Duty vs. Consequentialism (How It Relates To Utilitarianism)
Duty is often associated with the idea of a duty of care, which is a legal obligation imposed on an individual, requiring adherence to a standard of
reasonable care to avoid careless acts that could foreseeably harm others.

Consequentialism, on the other hand, is a class of normative, teleological ethical theories that holds that the consequences of one’s conduct are the
ultimate basis for judgement about the rightness or wrongness of that conduct.

Utilitarianism is a specific form of consequentialism, developed by the philosophers Jeremy Bentham and John Stuart Mill. Utilitarianism asserts that an
action is right if it tends to promote happiness or pleasure and wrong if it tends to produce unhappiness or pain—not just for the performer of the action
but also for everyone else affected by it. In the context of the Doctrine of Duty, these theories intertwine. If something is intrinsically valuable (as per
utilitarianism), one has the duty (as per the doctrine of duty) to maximise it, considering the overall consequences (as per consequentialism). This interplay
forms the basis of the Doctrine of Duty.

Jeremy Bentham (With Counter-Arguments)
Bentham’s Definition of Utilitarianism
Jeremy Bentham, an English philosopher and social reformer, is often regarded as the founder of modern utilitarianism. Utilitarianism is a moral theory
that argues that actions should be judged right or wrong to the extent they increase or decrease human well-being or 'utility’.

Bentham sees happiness, or ‘utilitas’, as intrinsically valuable and the ultimate goal of all human actions. This belief stems from his hedonistic perspective,
where all behaviour is motivated by the pursuit of pleasure and avoidance of pain. Happiness is directly experienced by the individual as valuable, and its
normative value needs no additional justification.

The Utility Principle and the Felicific/Hedonistic Calculus
Utility Principle: Bentham formulates the utility principle, asserting that the moral action is one that maximises happiness for the greatest number. He
includes principles of equality, emphasising that everybody’s happiness should count equally. This principle is often summarised as "the greatest happiness
for the greatest number". Bentham introduces the principle of the "greatest happiness principle," which suggests that individuals and legislators should aim
to maximise happiness for the greatest number of people.

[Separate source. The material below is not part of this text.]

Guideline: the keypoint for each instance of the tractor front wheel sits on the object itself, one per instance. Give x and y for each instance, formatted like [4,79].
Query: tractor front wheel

Felicific Calculus: Bentham emphasises the quantifiability of pleasure and pain, proposing a utilitarian calculus known as the "felicific calculus”. This
calculus attempts to measure the intensity, duration, certainty, propinquity, fecundity, purity, and extent of pleasure or pain caused by an action to
determine its moral worth.

Hedonistic Calculus: Bentham also discusses the idea of “hedonistic calculus”, which measures pleasure and pain in terms of their intensity and duration.
He argues that the pursuit of pleasure and the avoidance of pain are the driving forces behind human behaviour, and therefore, these elements should
guide ethical decision-making.

Mill’s Take on Bentham’s Utility
John Stuart Mill, a prominent British philosopher and political economist, refined the concept of utilitarianism, originally proposed by Jeremy Bentham.
Mill’s utilitarianism focuses more on general happiness and distinguishes between different types of pleasures. He argues that pleasures derived from
intellectual, moral, and emotional faculties (e.g., reading a difficult book) are more valuable and have a higher utility value than mere physical or sensual
pleasures (e.g., watching TV). This leads to a qualitative distinction between pleasures.

Mill broadens the concept of utility to include not just the promotion of happiness, but also the prevention of unhappiness. He introduces the idea that
choosing personal unhappiness can lead to happiness in others, as seen in the case of martyrs. In his view, the motive of an action is separate from the
morality of the action, meaning that intentions are irrelevant. He also contends that a small evil can be justified for the greater good.